E no, la fotografia al neon da Refn dei poveri non conta, perché è usata male, dato che è fine a sé stessa. Non c'è una vera profondità, non caratterizza ambienti e sensazioni. Lo fa, almeno in parte, ma in maniera così piatta e saturata da far sembrare uguale tutto.

Arriviamo anche ai personaggi...

Tutti a voler fare gli alternativi, ma le normali conseguenze dal causa-effetto devono avere una logica nella nuova (pseudo)realtà che metti in scena, sennò sono quattro idioti che agiscono alla cazzo. E nella stessa maniera vanno i discorsi (anche interessanti) che fanno, ma se li dicono già loro così esplicitamente, a che serve mettere tutto a suon di *metaforoni* continui?
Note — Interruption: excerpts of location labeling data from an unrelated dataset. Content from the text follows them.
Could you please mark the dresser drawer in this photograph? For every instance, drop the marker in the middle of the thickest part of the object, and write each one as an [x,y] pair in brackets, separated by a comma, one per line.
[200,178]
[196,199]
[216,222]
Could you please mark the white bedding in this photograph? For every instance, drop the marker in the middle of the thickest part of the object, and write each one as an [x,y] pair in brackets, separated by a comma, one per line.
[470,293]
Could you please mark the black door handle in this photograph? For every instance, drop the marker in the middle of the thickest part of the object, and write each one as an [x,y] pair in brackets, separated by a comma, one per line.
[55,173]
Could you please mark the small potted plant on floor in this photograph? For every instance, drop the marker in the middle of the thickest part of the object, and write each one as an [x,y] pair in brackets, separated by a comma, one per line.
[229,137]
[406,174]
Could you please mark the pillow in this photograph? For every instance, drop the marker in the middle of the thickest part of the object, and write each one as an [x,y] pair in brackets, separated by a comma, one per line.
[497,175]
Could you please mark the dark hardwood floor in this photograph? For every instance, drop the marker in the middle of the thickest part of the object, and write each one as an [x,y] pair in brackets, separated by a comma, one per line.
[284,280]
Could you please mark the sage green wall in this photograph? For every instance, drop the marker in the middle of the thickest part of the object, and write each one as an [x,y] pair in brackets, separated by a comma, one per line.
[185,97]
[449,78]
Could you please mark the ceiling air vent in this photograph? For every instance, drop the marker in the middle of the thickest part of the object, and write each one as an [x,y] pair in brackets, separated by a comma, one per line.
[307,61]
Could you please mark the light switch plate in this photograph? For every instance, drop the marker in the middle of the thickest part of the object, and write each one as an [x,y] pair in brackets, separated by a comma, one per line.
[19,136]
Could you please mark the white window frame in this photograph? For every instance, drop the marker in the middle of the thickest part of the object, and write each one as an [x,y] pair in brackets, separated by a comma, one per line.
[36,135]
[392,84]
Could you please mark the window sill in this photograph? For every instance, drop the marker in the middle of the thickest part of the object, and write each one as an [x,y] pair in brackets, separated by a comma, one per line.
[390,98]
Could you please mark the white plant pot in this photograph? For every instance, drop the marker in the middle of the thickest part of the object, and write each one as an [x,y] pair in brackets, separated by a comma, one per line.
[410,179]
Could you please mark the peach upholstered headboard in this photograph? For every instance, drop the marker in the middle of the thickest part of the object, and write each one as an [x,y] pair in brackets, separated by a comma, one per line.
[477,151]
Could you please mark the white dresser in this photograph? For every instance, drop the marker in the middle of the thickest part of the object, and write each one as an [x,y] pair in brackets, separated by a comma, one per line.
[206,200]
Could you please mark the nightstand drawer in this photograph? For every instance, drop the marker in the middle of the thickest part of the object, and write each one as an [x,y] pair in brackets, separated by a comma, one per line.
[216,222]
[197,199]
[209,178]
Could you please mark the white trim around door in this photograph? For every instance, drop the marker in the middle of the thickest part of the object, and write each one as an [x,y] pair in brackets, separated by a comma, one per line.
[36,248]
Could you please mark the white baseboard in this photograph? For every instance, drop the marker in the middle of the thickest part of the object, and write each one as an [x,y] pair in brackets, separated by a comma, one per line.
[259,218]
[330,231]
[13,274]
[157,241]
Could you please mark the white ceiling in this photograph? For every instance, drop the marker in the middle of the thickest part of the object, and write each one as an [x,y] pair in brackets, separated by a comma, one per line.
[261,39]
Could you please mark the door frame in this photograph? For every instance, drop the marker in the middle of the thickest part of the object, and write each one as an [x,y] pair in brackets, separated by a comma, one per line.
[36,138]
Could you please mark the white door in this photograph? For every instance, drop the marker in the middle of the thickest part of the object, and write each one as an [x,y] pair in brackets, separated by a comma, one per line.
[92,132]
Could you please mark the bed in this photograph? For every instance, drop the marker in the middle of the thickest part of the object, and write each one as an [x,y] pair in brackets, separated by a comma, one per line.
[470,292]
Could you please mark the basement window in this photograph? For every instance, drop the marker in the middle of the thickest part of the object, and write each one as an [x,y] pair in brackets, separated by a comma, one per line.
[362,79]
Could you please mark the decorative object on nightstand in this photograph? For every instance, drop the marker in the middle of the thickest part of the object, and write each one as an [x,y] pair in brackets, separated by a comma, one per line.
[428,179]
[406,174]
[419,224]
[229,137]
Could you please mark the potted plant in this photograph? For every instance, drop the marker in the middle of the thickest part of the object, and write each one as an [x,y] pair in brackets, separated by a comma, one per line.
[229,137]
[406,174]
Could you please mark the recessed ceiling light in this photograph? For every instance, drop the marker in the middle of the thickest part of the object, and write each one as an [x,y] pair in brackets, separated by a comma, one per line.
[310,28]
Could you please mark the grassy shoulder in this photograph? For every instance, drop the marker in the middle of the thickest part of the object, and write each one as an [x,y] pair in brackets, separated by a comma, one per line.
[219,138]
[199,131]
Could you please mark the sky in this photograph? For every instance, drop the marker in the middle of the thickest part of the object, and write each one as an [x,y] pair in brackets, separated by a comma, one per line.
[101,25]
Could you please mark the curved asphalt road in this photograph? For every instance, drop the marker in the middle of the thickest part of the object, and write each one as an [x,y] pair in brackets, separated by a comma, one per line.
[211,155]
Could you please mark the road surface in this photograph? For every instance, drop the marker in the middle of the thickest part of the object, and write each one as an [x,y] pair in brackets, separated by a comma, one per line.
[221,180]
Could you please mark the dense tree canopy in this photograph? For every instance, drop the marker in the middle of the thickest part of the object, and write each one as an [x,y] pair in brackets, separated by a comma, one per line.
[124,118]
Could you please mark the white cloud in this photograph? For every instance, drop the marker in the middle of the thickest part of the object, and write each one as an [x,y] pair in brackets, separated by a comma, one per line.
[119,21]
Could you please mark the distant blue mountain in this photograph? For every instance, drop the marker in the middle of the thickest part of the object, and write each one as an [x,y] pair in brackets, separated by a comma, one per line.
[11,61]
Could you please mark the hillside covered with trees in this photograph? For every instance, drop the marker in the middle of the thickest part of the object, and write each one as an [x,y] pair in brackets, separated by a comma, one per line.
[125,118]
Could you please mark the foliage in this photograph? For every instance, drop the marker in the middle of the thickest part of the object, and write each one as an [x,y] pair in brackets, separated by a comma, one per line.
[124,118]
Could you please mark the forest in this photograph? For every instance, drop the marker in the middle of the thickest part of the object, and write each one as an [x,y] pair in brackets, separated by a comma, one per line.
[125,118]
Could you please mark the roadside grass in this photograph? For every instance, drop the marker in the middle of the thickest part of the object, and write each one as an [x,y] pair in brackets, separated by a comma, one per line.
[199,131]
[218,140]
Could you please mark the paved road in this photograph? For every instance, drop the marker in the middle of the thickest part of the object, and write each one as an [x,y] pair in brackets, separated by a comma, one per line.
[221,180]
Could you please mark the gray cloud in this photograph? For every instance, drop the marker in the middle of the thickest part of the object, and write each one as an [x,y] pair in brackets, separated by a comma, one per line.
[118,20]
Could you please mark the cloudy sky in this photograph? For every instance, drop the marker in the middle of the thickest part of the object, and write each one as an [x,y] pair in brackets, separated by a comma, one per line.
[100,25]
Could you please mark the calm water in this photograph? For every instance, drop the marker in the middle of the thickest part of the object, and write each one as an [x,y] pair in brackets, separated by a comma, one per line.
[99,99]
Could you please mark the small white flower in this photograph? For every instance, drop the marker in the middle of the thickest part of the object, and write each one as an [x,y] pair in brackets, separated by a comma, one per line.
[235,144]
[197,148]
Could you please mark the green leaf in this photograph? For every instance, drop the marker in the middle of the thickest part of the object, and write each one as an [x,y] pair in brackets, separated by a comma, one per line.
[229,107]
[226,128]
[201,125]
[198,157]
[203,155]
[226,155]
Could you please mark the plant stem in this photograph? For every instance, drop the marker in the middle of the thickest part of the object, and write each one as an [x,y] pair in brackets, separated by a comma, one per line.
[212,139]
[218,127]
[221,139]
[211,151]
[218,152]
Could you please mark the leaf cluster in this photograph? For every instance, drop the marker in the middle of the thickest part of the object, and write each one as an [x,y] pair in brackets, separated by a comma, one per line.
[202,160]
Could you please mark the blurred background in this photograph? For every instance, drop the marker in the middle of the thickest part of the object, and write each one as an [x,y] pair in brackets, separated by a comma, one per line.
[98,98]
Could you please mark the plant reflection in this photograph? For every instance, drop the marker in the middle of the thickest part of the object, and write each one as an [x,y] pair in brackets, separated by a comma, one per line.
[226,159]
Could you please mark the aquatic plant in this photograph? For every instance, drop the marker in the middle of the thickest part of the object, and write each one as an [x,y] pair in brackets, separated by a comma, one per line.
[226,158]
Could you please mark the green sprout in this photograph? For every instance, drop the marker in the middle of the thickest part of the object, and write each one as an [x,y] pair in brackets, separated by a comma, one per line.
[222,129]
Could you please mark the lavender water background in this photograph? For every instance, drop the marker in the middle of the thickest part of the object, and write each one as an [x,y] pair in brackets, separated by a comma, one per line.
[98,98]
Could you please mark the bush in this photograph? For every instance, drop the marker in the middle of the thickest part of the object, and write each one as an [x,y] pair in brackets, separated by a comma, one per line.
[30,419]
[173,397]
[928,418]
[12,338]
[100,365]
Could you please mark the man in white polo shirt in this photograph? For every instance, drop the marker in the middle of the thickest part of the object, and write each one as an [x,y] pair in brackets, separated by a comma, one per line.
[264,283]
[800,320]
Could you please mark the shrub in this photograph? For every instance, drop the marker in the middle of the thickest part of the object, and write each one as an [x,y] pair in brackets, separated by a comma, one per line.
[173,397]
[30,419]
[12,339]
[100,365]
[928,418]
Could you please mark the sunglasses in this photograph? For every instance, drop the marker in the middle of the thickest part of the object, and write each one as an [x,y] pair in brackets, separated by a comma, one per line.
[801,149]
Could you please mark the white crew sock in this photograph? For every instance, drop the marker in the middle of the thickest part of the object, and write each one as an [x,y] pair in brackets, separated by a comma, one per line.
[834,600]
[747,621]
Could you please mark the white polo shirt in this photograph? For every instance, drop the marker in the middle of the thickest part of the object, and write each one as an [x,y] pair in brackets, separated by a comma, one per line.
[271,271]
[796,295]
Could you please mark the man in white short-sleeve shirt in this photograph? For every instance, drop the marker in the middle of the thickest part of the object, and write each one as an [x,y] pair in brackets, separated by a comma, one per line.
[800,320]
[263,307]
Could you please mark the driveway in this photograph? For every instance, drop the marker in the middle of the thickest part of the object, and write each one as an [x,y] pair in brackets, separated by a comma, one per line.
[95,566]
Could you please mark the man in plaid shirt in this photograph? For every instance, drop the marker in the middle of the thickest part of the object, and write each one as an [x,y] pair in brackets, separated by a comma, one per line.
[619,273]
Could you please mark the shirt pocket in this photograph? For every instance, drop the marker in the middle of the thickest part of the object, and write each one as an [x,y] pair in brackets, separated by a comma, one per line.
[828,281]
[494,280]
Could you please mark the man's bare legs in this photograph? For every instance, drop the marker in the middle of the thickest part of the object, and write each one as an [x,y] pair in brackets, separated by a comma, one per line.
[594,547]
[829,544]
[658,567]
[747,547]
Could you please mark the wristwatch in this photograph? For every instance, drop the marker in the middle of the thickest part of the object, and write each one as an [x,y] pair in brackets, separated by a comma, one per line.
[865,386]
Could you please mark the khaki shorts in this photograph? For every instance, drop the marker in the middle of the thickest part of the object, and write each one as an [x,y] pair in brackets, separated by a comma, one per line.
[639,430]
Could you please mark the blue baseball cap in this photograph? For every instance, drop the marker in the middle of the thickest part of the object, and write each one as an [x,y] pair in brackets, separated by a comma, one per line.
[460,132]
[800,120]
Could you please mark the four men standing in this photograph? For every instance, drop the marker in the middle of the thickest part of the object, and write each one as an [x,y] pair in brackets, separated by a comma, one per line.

Please baby please è così, per tutti i suoi novanta interminabili minuti che sembrano quasi il triplo, finendo per non smuovere nulla se non una profonda irritazione per il tempo speso. Che non è così tanto come credevi, ma ti toglie le energie per quello che avanza.

Nota positivissima, Andrea Riseborough. Forse ricorderete il suo fondoschiena in Oblivion, ma ormai è un'icona del cinema alternativo che conta e qui dimostra una mimica facciale incredibile, per un ruolo brillante che ancora le mancava. 

Un suo primo piano si mangia tutte le stranezze che la Kramer inanella. Tra l'essere e il dire di esserlo, la differenza sta lì.